Perché il lavoro è qui

I consulenti del Lavoro organizzano il loro Festival a Milano, con Di Maio e Salvini. La Lombardia guida la risalita dell’occupazione nazionale

28 Giugno 2018 alle 18:37

Perché il lavoro è qui

Il tetto del MiCo - Milano Congressi (foto di David Davies via Flickr)

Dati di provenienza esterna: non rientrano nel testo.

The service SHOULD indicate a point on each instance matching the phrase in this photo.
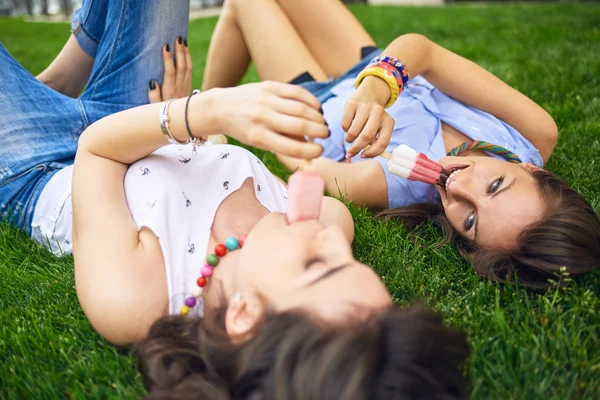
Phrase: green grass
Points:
(524, 345)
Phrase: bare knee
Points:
(368, 186)
(236, 7)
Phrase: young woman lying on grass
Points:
(510, 218)
(163, 234)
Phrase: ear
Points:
(531, 168)
(243, 313)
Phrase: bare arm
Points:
(469, 83)
(119, 270)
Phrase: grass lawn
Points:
(524, 345)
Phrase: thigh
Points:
(129, 53)
(276, 48)
(39, 130)
(330, 31)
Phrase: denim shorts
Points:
(322, 90)
(40, 127)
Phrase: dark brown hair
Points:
(568, 235)
(396, 354)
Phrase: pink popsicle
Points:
(305, 193)
(425, 170)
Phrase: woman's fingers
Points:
(360, 119)
(180, 67)
(381, 141)
(282, 144)
(154, 95)
(349, 113)
(368, 134)
(295, 126)
(170, 73)
(292, 92)
(295, 108)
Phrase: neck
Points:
(237, 215)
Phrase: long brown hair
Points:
(567, 236)
(396, 354)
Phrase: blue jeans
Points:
(40, 127)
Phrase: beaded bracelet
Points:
(386, 76)
(396, 64)
(164, 120)
(391, 70)
(212, 260)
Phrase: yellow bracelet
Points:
(386, 76)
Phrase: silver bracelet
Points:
(164, 123)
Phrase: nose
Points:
(462, 188)
(333, 245)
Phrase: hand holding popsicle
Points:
(407, 163)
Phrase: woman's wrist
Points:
(203, 116)
(375, 88)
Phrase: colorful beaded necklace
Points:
(485, 146)
(212, 260)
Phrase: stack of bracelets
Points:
(391, 70)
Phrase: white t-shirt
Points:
(175, 192)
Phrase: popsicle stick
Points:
(385, 154)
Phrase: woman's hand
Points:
(269, 115)
(177, 81)
(365, 120)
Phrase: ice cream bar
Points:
(305, 193)
(408, 163)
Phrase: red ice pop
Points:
(408, 163)
(305, 193)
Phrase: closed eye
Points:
(493, 188)
(469, 222)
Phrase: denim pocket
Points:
(40, 167)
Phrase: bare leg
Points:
(276, 48)
(331, 32)
(70, 70)
(228, 56)
(363, 183)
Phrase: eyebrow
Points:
(504, 188)
(327, 274)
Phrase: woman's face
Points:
(308, 266)
(490, 201)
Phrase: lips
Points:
(452, 171)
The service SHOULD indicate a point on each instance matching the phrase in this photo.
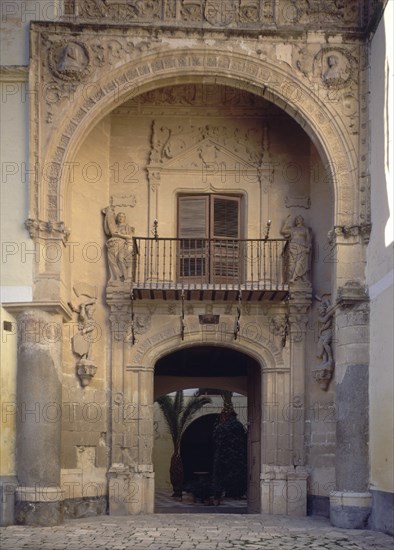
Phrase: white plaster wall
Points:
(8, 395)
(380, 256)
(17, 259)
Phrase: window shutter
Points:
(193, 217)
(226, 213)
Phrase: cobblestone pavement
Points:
(193, 531)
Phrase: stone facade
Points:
(134, 108)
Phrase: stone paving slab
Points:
(193, 532)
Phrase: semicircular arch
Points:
(235, 69)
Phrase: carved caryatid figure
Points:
(82, 340)
(119, 245)
(323, 373)
(300, 246)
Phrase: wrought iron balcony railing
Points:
(210, 264)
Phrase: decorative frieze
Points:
(224, 14)
(346, 231)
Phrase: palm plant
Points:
(178, 415)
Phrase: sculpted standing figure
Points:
(299, 249)
(119, 244)
(323, 373)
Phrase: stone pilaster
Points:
(131, 477)
(350, 504)
(38, 495)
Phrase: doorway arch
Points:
(209, 366)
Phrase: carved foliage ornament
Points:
(87, 330)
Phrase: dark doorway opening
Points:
(197, 448)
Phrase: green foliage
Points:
(178, 416)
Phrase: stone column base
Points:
(8, 484)
(39, 505)
(283, 490)
(131, 490)
(350, 510)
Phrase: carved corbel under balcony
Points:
(352, 293)
(40, 229)
(346, 231)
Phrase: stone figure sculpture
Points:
(323, 373)
(82, 341)
(120, 251)
(300, 246)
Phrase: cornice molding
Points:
(14, 73)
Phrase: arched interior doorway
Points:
(221, 368)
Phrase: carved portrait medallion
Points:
(70, 60)
(335, 66)
(220, 12)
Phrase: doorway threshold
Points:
(166, 504)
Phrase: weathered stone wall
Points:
(380, 279)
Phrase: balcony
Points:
(210, 269)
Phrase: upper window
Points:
(209, 233)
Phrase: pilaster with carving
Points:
(131, 488)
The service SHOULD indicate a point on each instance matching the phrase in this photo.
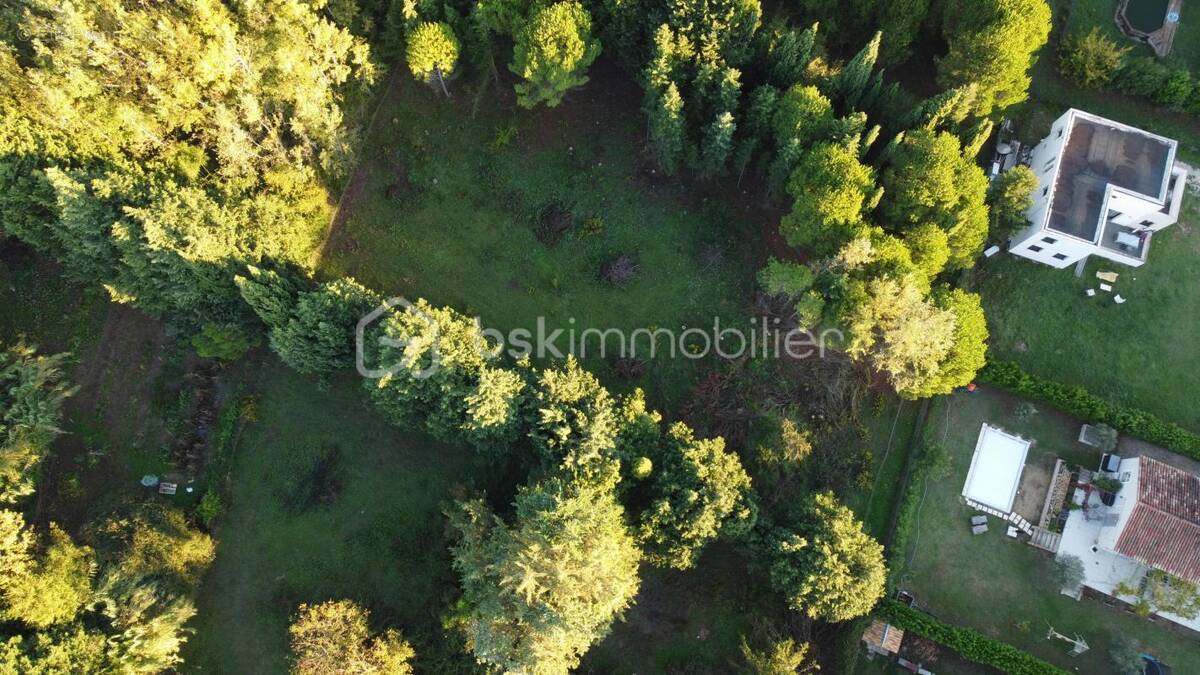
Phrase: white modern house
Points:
(1152, 523)
(1104, 187)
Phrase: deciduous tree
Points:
(432, 52)
(699, 491)
(829, 568)
(333, 638)
(544, 589)
(993, 43)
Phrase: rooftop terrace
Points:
(1098, 154)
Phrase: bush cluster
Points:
(970, 644)
(1083, 404)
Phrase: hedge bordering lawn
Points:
(970, 644)
(1085, 405)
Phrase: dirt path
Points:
(352, 192)
(115, 378)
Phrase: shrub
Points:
(1175, 91)
(1085, 405)
(1091, 60)
(970, 644)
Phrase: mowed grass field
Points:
(1141, 353)
(1000, 586)
(325, 502)
(450, 198)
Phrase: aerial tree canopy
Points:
(333, 637)
(697, 493)
(929, 180)
(831, 190)
(552, 53)
(828, 568)
(545, 587)
(993, 43)
(432, 52)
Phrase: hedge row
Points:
(1085, 405)
(970, 644)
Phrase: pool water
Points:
(1146, 16)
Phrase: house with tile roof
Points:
(1151, 524)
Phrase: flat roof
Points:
(996, 469)
(1099, 153)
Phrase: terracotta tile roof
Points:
(885, 637)
(1163, 531)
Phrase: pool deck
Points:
(1161, 40)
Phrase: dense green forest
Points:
(187, 157)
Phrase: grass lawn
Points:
(449, 198)
(1141, 353)
(1050, 95)
(889, 435)
(327, 501)
(997, 585)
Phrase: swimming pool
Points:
(1146, 16)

Ovvio: i Consulenti del Lavoro organizzano il loro Festival a Milano. Da giovedì al MiCo, in Fiera, per tre giorni 270 ospiti, con diversi panel e aree tematiche se la vedranno (anche) col ministro del Lavoro e dello Sviluppo, Luigi Di Maio, seguito a ruota da Matteo Salvini. Organizzano il Consiglio nazionale dell’Ordine dei consulenti del lavoro e la Fondazione Studi. E’ stata presentata una ricerca sul lavoro di qualità dell’Osservatorio della categoria. La Lombardia ha guidato la risalita dell’occupazione nazionale ed oggi vanta un tasso di occupazione storico, fra i 15 e 64 anni, del 67,3 per cento (1,4 punti percentuali in più del 2008), mentre il tasso nazionale sconta un ritardo di 0,6 punti. L’aumento in Lombardia non è dovuto alla crescita della precarizzazione, con stipendi inferiori alla media. Infatti, sia gli occupati standard (tempo indeterminato e part-time volontario) sia gli stipendi medi vedono le province lombarde nei primi posti. Il tasso più elevato di occupati standard è Varese (il 73 per cento). Tutte le province hanno un tasso di giovani che non lavorano e non studiano (Neet) al di sotto del 20 per cento. I buoni risultati sono riconducibili anche alla organizzazione efficiente e innovativa che la Lombardia si è data nella gestione delle politiche attive e nella rete di attori pubblici e privati che operano in sinergia da oltre 10 anni. Nella regione che per prima ha introdotto la “Dote Lavoro” e dove il sistema pubblico dei servizi per l’impiego è coadiuvato da un’ampia rete di soggetti privati accreditati, Garanzia Giovani ha trovato un contesto positivo e già collaudato.